Just as the threat landscape evolves, so does the industry as a whole. By staying one step ahead of the trends, security leaders can ensure their organization isn’t just secure, but resilient.

One such trend to be aware of is cyber insurance.

“Right now, I’m hearing that major insurance companies are looking to part AI insurance away from overall cyber insurance because it is so nuanced and becoming so much more of a threat,” Moll remarks. “It would be a good idea to check with your insurer to see if this is where they are going and if a new policy needs to be purchased.”

Another trend to pay attention to is the gap between compliance and practical preparedness.

“While financial institutions operate in one of the most highly regulated environments, there is a growing gap between regulatory security compliance training and practical security and safety preparedness training,” Illes insists. “Financial institutions provide annual compliance training, but many do not offer the scenario-based security and safety training that other industries have already adopted. This gap is increasingly concerning.

“When combined with unpredictable threat behavior, sustained elevation in workplace violence, escalating violent crime, active intruders, and targeted threat scenarios, bank employees are often left underprepared to respond effectively when it matters most.

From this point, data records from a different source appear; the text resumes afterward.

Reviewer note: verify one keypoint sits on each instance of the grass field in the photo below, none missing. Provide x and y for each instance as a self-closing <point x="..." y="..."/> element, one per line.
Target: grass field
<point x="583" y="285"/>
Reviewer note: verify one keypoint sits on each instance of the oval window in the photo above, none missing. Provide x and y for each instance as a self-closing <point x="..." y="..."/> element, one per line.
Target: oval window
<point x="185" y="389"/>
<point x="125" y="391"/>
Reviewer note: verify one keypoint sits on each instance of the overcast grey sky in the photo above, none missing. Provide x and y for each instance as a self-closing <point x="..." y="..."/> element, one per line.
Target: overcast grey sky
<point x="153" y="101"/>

“This trend underscores the need for financial institutions to move beyond minimum security compliance and invest in practical, role-based security training that empowers employees, reinforces confidence, and ultimately improves safety outcomes.”

Protecting Customers

Banks may oversee the assets, but it is often the customers that are targeted by malicious actors.

Customers often face fraud and AI scams that aim to deceive them and steal their finances, credentials or other valuable information.

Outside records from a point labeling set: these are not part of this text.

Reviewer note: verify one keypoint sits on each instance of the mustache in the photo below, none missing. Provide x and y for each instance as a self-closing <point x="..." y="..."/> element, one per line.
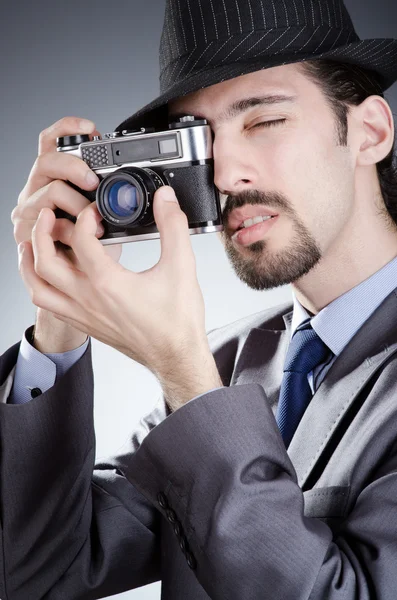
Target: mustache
<point x="273" y="200"/>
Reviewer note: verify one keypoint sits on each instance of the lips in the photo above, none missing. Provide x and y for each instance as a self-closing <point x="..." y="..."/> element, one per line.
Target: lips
<point x="239" y="215"/>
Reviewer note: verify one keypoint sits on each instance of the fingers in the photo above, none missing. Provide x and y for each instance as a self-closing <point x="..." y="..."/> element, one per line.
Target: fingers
<point x="58" y="271"/>
<point x="65" y="126"/>
<point x="172" y="223"/>
<point x="56" y="194"/>
<point x="43" y="294"/>
<point x="92" y="257"/>
<point x="57" y="165"/>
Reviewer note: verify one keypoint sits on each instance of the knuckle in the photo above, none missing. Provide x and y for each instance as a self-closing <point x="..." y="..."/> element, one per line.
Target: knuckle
<point x="40" y="267"/>
<point x="18" y="232"/>
<point x="38" y="165"/>
<point x="56" y="187"/>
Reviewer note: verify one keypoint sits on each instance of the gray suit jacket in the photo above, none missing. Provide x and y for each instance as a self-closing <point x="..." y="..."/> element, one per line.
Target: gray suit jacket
<point x="207" y="499"/>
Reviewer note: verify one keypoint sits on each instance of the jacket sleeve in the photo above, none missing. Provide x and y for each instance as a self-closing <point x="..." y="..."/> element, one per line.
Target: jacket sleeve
<point x="220" y="465"/>
<point x="67" y="533"/>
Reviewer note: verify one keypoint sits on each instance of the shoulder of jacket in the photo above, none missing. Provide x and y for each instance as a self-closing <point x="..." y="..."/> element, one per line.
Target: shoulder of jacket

“These aren’t ‘ignorant’ customers, either,” Moll points out. “We’ve had owners of businesses, industry leaders and long-time customers with excellent credit scores tricked. I’ve had people who thought they were speaking to WNBA superstars, the cast of Days of our Lives, and ‘Life Coaches’ who have duped them out of hundreds of thousands of dollars.”

Fraud and AI-driven schemes are advancing at such a rate that even cautious, cognizant customers can become victims of these incidents. Protecting customers means being proactive about these threats.

“From the fraud side, we can be proactive with some of the software tools we have, positive pay, ACH positive pay, systems, and processes,” Moll explains. “Our front-line tellers are in the best position most times to mitigate fraud against customer accounts, so training, educating, and empowering them to make decisions at the line level are excellent mitigation tools.”

Fraud is a challenge most banks are more than familiar with handling, by now. But AI has presented a whole new threat landscape for the industry.

“The AI side is a much more difficult problem. With no guardrails on AI, the bad guys are exploiting how to use it to their benefit versus the good guys putting up those roadblocks,” Moll states. “For example, AI now can use a 1.5 second voiceprint from a human and create an entire dialogue. Our industry needs to really look at this issue from a holistic standpoint and start determining ways in which to mitigate AI for negative purposes.”

As the banking threat landscape grows more complex, the security measures must rise to the challenge. By implementing innovative and effective technology, evolving security processes, and adapting to the new world of banking, security leaders can protect the assets — and people — placed in their care.

Illes asserts, “The convergence of security teams, cyber and physical, when thoughtfully deployed, becomes a strategic enabler. Today, CSOs and CISOs can leverage unified security platforms to deliver a proactive, integrated and people-focused security program — one that will instill trust and resilience within your institution, employees and customers.”